Manager Gareth Southgate underlined the great need for education when tackling the kind of racism endured by England's players on a night of shame in Montenegro.
Ross Barkley's brace was complemented by goals from Michael Keane, Harry Kane and Raheem Sterling as the Three Lions overcame the hosts' early opener to seal an impressive 5-1 win.
But there was barely any talk about the football after Monday night's Euro 2020 qualifier as the Group A clash in Podgorica was marred by racism.
Danny Rose and Callum Hudson-Odoi were subjected to monkey chants in the first half, with Sterling celebrating the fifth goal by pulling his ears as a sign of defiance to what he later called on social media "racists".
Rose was abused again towards the end of the match and Uefa are now set to launch an investigation into the abuse.

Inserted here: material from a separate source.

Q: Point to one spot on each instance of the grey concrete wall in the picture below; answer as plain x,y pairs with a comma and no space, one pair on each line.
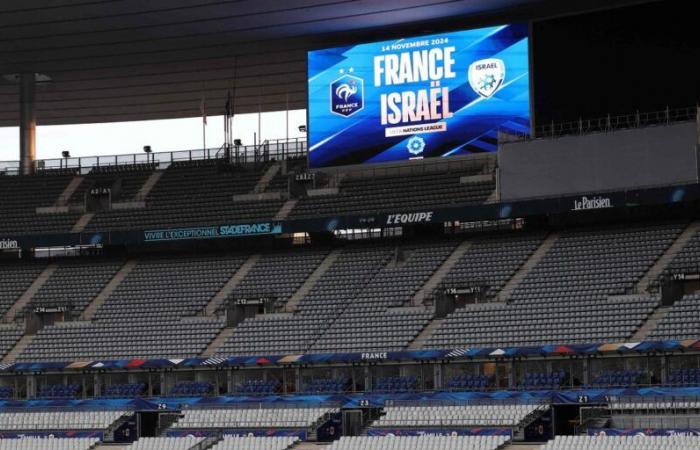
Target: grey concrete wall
626,159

An emotional Southgate struggled to gather his thoughts after the game and did not want to be drawn into sanctions, instead pointing to education when he was told that Montenegro boss Ljubisa Tumbakovic claimed not to have heard anything.
"I don't think I need to comment on what was said," England boss Southgate said. "It was clear to everybody that there were comments made.
"Sanctions are only of any use if they lead to education. Sanctions are worthless if there is nothing alongside that to help educate people.
"My kids don't think for one minute about where people are born, what language they speak, what colour they are.
"There's an innocence about young people that is only influenced by older people. So we have to make sure that the education is right for everybody.
"In our country, (it's) the same. I've said this before, I'm not sitting here just criticising what's happened because in our country we have the same issue.
"You can sanction clubs (or countries), but frankly that's not going to stop one or two people who are of a mindset from doing what they want to do.
"So we have to make sure that we educate young people because we have a better chance with young people, and then we've got to lead that as far and as wide as we possibly can."
Uefa regulations state that if supporters engage in racist behaviour then "the member association or club responsible is punished with a minimum of a partial stadium closure".
It was a sad end to an impressive night for England, who showed resolve and skill as they scored five goals or more in back-to-back matches for the first time since 1984.
"We started the game well and then with their first attack we went a goal behind," Southgate said.
"So, if you knew you were going to win by five, that would be a good test to be experiencing. At the time, not so much fun.
"But we've talked with them about total belief in the way we play, and they stuck with that. Our attacking threat across the two games has been exceptional.
"The key to the game was quite simple: we had to keep our wingers really wide and keep feeding the ball to them. Sometimes it seems it's too easy and we slightly overcomplicated it.
"Once we got the ball to them, they were outstanding."